According to Fitts, she was offered an appointment to the Federal Reserve Board of Governors after her departure from HUD but declined, preferring to return to the private sector instead.

===Hamilton Securities and Solari===
After leaving government, Fitts founded Hamilton Securities, an employee-owned brokerage house, which she ran until 1998. In 1993, Hamilton Securities won a contract with HUD to manage its $500 billion investment portfolio. While managing HUD's portfolio, Fitts devised a location-based mortgage debt resale software program that may have resulted in an increase in department revenue of several hundreds of millions of dollars.

In 1997, HUD canceled the Hamilton contract over what it claimed were accounting errors involving the program; an investigation into Hamilton Securities was launched by the HUD Inspector-General, the FBI, and the Securities and Exchange Commission. According to Fitts, the investigation was undertaken as retribution against her; she claimed that Community Wizard data revealed that some federally guaranteed mortgage securities may have been fraudulently issued. One outside complainant, a government contractor, charged insider dealing and bid rigging in its contention that Hamilton Securities had obtained its HUD business due to favoritism. In 2002 the investigation was closed, and investigators stated they had found no evidence of wrongdoing by Fitts or Hamilton Securities.

Fitts was a member of the Global Business Network's "Worldview" from 1996-1997, and served on the advisory board for The Arlington Institute from June 1998 to June 2000.

===Writing and commentary===

Fitts has researched and commented on government spending. In a 2004 study published in World Affairs: The Journal of International Issues, she purported to find "evidence that a very large proportion of the nation's wealth is being illegally diverted since several decades into secret, unaccountable channels and programmes with unspecified purposes, including covert operations and subversions abroad and clandestine military R&D at home. Public institutions have been infiltrated and taken over by shadowy groups in the service of powerful private and vested interests, often at the expense of the common good."

In 2017 Fitts co-authored a report, with Michigan State University economist Mark Skidmore, that claimed to find $21 trillion in "unauthorized spending" by the U.S. Department of Defense and U.S. Department of Housing and Urban Development over a 17-year period.

Fitts has claimed that HUD's mission of spurring economic growth is secondary to what she contends is its use as a fundraising mechanism for military and intelligence agencies involving a complex securities scheme using HUD-backed Ginnie Mae investments.
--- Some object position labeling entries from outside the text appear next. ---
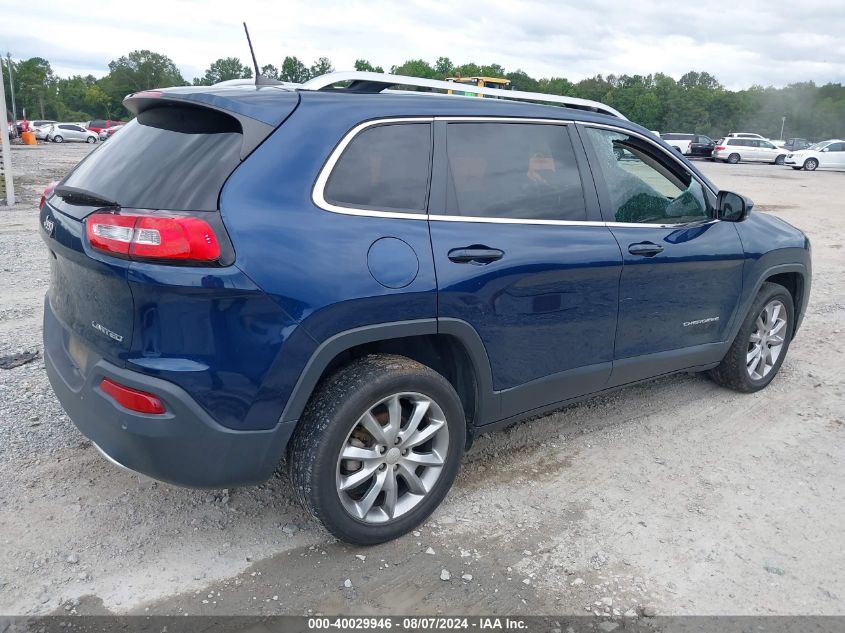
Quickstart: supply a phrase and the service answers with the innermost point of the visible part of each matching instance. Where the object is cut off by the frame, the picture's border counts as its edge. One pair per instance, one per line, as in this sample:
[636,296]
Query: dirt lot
[676,496]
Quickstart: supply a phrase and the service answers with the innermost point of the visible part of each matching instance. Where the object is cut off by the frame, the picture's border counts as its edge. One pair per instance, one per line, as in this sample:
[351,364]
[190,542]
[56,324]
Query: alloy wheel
[767,339]
[392,457]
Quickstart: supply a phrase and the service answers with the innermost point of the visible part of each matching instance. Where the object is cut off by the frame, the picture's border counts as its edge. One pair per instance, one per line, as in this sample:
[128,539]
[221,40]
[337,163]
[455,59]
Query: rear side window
[512,170]
[384,167]
[167,158]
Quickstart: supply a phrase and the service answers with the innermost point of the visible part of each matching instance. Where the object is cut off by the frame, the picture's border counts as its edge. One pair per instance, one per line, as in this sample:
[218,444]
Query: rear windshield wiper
[83,196]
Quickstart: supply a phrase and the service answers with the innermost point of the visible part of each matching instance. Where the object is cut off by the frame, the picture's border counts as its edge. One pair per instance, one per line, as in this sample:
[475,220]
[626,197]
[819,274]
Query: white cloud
[741,43]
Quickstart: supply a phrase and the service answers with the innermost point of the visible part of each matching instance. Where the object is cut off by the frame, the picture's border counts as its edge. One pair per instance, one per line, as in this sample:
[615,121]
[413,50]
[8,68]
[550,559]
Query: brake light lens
[155,237]
[47,191]
[132,399]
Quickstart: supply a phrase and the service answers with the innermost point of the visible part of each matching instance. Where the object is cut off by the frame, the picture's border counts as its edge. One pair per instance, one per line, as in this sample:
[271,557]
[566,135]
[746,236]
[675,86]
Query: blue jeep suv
[354,282]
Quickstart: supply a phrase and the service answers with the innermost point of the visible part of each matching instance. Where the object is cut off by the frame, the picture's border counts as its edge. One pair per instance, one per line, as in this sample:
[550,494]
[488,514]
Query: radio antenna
[252,52]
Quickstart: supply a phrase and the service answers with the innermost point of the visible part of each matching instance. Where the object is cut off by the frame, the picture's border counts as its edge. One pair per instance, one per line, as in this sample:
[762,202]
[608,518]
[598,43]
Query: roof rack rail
[368,82]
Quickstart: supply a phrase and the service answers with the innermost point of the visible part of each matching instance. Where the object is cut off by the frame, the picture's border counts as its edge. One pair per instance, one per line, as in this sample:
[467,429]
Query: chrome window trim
[318,192]
[319,200]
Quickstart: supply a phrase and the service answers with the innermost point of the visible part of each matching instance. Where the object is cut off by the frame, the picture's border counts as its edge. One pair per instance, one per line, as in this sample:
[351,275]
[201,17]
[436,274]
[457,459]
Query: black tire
[732,372]
[330,416]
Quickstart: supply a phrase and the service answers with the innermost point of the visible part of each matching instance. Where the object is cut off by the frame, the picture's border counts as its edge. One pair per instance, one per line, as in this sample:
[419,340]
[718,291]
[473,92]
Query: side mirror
[732,207]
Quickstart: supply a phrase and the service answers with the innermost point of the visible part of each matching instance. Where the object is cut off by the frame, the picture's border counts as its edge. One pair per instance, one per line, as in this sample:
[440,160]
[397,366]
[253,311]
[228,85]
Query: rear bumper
[183,446]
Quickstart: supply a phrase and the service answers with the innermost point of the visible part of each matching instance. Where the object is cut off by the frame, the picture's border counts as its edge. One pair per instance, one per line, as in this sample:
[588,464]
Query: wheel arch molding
[449,346]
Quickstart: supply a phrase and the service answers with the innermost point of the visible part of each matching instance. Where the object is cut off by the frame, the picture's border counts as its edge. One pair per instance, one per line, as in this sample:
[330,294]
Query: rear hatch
[169,162]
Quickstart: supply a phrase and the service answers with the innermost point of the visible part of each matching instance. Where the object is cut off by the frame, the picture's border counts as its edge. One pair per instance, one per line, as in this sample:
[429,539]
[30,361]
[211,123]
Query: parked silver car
[734,149]
[61,132]
[41,128]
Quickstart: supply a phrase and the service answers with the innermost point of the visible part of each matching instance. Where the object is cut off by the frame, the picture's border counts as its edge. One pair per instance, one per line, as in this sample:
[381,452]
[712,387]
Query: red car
[98,125]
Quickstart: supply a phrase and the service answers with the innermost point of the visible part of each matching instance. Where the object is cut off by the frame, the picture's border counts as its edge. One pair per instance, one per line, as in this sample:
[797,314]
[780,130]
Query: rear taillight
[47,191]
[132,399]
[153,237]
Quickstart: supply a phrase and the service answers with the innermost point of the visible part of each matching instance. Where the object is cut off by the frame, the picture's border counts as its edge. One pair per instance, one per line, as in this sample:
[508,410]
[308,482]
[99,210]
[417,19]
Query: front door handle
[645,249]
[475,255]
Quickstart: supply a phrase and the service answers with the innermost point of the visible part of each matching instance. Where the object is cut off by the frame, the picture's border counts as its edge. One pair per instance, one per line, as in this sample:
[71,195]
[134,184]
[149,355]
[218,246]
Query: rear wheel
[756,355]
[377,448]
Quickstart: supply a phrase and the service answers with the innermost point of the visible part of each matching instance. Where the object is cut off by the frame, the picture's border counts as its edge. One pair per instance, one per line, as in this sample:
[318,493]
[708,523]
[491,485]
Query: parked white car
[735,149]
[61,132]
[827,154]
[746,135]
[41,128]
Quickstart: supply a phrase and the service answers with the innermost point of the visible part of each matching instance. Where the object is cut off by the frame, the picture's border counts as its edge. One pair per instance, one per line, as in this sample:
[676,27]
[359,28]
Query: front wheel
[757,353]
[377,448]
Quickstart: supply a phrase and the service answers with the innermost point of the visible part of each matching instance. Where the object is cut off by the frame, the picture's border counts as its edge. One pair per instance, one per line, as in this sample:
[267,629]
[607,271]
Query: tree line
[696,102]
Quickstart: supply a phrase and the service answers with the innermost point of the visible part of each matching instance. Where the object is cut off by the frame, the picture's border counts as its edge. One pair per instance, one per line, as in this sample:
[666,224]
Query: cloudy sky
[741,42]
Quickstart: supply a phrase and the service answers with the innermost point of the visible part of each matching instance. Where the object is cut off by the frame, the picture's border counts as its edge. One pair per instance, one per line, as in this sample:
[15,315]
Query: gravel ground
[674,497]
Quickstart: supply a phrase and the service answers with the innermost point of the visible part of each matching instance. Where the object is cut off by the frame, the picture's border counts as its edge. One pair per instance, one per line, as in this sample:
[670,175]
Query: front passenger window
[645,187]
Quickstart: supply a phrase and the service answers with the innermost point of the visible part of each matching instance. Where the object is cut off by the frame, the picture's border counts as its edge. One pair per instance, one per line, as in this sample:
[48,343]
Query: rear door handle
[475,255]
[645,249]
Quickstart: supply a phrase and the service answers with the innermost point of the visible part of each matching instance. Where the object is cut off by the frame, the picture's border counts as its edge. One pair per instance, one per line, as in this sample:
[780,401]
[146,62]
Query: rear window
[167,158]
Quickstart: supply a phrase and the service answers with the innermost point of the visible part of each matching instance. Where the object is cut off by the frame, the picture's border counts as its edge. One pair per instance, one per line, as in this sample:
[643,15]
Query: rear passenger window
[512,170]
[385,167]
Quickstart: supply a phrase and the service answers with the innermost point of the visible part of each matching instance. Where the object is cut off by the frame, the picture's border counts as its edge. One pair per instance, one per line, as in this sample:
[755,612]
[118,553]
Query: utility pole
[12,87]
[5,152]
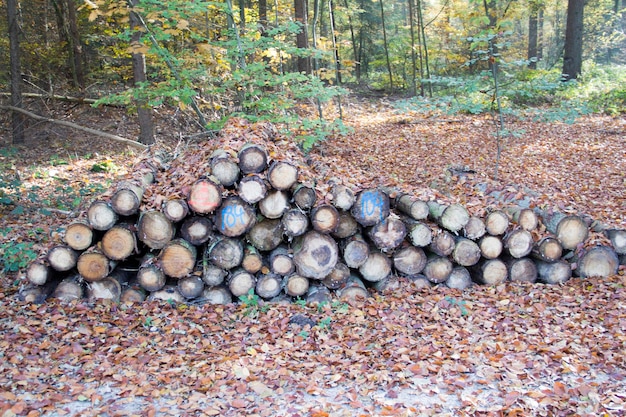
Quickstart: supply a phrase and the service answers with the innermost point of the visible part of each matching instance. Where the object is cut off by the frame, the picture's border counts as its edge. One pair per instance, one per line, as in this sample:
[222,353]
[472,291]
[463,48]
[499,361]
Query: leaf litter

According to Fitts, HUD overpays to rehabilitate public housing and funnels the difference into unaudited black budget programs at the behest of national security agencies.

During the United States presidential election, 2016, Fitts supported the campaign of Donald Trump. On December 8, 2020, Trump retweeted one of Fitts' tweets which linked to an article on Breitbart. She has donated to political campaigns of Democrats Cynthia McKinney and Marcy Kaptur, and Republicans Rand Paul and Thomas Massie.

According to The Washington Post, during the COVID-19 pandemic, Fitts "worked with anti-vaccine activist Robert F. Kennedy Jr. to promote unfounded claims about the pandemic and to oppose lockdown measures put in place to slow the spread of the virus" and recorded a lengthy interview as part of the 2020 film Planet Lockdown which The Washington Post reports parroted "false claims about the pandemic". She has given interviews in alternate media, such as kla.tv, alleging fraud in the US central banking system and US government ("21 trillion dollars have been stolen") and "massive fraud" in the 2020 election and Electoral fraud in US elections for many years before 2020.